An Investigator Initiated Trial or Study IIT/ IIS is a research effort in which the investigator designs and implements the clinical study and the investigator acts as the study sponsor. As the sponsor, the Investigator assumes all responsibilities for complying with applicable regulatory requirements. In accordance with GCP the results of the IIS will have to be made public through publication in a peer reviewed journal or via clinical trials database.
The position of small- and medium-size medical device manufacturers is that IIT/ IIS studies are a valuable and indispensable tool to collect clinical data with their (innovative) device that can be accessed in public domain at relatively low costs for the manufacturer.
What will be the impact of the EU MDR to IIT/IIS clinical data collection?

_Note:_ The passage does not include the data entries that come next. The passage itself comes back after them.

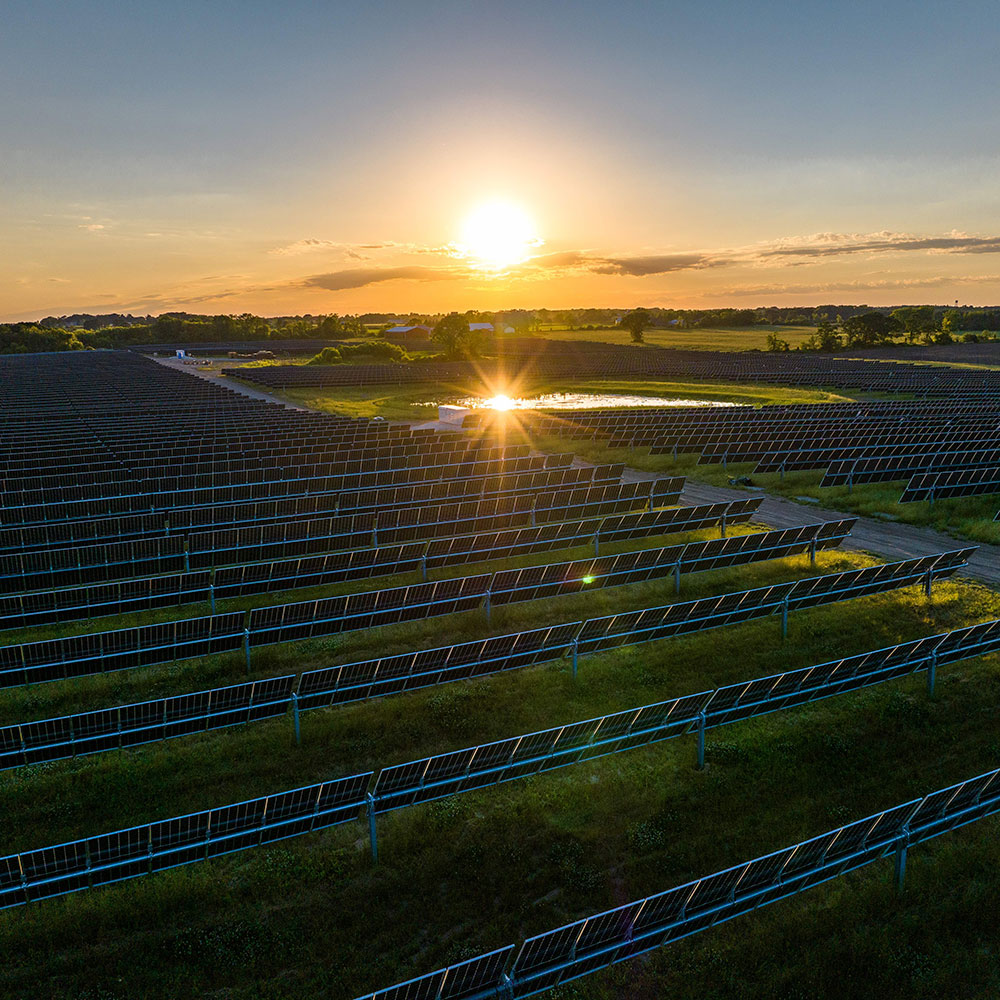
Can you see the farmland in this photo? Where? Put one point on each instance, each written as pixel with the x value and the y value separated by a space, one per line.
pixel 314 913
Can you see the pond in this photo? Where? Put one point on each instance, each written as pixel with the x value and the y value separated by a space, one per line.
pixel 579 401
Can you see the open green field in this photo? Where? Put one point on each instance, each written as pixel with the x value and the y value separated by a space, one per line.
pixel 313 917
pixel 420 402
pixel 751 338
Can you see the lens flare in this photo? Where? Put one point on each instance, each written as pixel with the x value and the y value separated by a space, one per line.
pixel 500 403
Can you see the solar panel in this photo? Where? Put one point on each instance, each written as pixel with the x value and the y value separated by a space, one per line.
pixel 105 858
pixel 516 757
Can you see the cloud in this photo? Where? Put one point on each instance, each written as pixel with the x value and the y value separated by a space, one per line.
pixel 300 247
pixel 303 246
pixel 359 277
pixel 657 263
pixel 836 244
pixel 860 285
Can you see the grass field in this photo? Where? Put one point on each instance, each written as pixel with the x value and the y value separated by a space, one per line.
pixel 752 338
pixel 419 402
pixel 314 917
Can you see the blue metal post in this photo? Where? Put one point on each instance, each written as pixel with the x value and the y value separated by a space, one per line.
pixel 295 718
pixel 372 835
pixel 901 859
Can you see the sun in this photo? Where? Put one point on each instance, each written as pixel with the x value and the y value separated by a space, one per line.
pixel 497 235
pixel 500 403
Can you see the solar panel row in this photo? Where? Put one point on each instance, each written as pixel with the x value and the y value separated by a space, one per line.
pixel 107 858
pixel 585 946
pixel 152 847
pixel 109 562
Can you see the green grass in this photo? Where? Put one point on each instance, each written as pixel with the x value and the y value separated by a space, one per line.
pixel 312 916
pixel 420 402
pixel 708 339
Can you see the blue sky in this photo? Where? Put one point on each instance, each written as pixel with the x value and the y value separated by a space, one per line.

For the first time, the MDR has established the formal role of a sponsor as subject of medical device regulation. The sponsor is defined as any individual, company, institution or organization which assumes responsibility for the initiation, including management and arrangement of financing the clinical investigation.
Under the EU MDR the sponsor of an IIS might need to be concerned with Article 8 of the MDR.
MDR Article 8 Use of harmonised standards states that:
1.Devices that are in conformity with the relevant harmonised standards, or the relevant parts of those standards, the references of which have been published in the Official Journal of the European Union, shall be presumed to be in conformity with the requirements of this Regulation covered by those standards or parts thereof.
This part also applies to (MDR Article 8):
economic operators or sponsors, including those relating to quality management systems, risk management, post-market surveillance systems, clinical investigations, clinical evaluation or post-market clinical follow-up (‘PMCF’).
If the information gathered under an IIT/ IIS will be considered for inclusion in a manufacturer’s clinical evaluation, the expectation appears to be that the MDR requirements are fulfilled only in case the Sponsor has applied the relevant harmonized standards regarding clinical investigation (ISO 14155) and risk management (ISO 14971).
The Notified Body may have questions regarding the IIT/IIS as a substantial piece of evidence in demonstrating conformity with the regulatory requirements. If the clinical investigation is not executed under the control of the manufacturer, how can GCP and compliance be assured by the manufacturer? Also, the Notified Body would need to understand: how does the ‘clinical investigation question’ relate to the manufacturers systematic approach of Clinical Evaluation, Risk management and Post market surveillance and Post market clinical follow-up? This may need careful explanation before the IIS clinical data can be used in the Clinical Evaluation of the device.
Because the EU MDR now clearly establishes the requirements for GCP and risk management, Qserve believes that if sponsors are adequately informed and trained, to complete IIT/ IIS in line with GCP and risk management requirements, this type of clinical data collection continues to be a valuable source of clinical evidence for medical device manufacturers.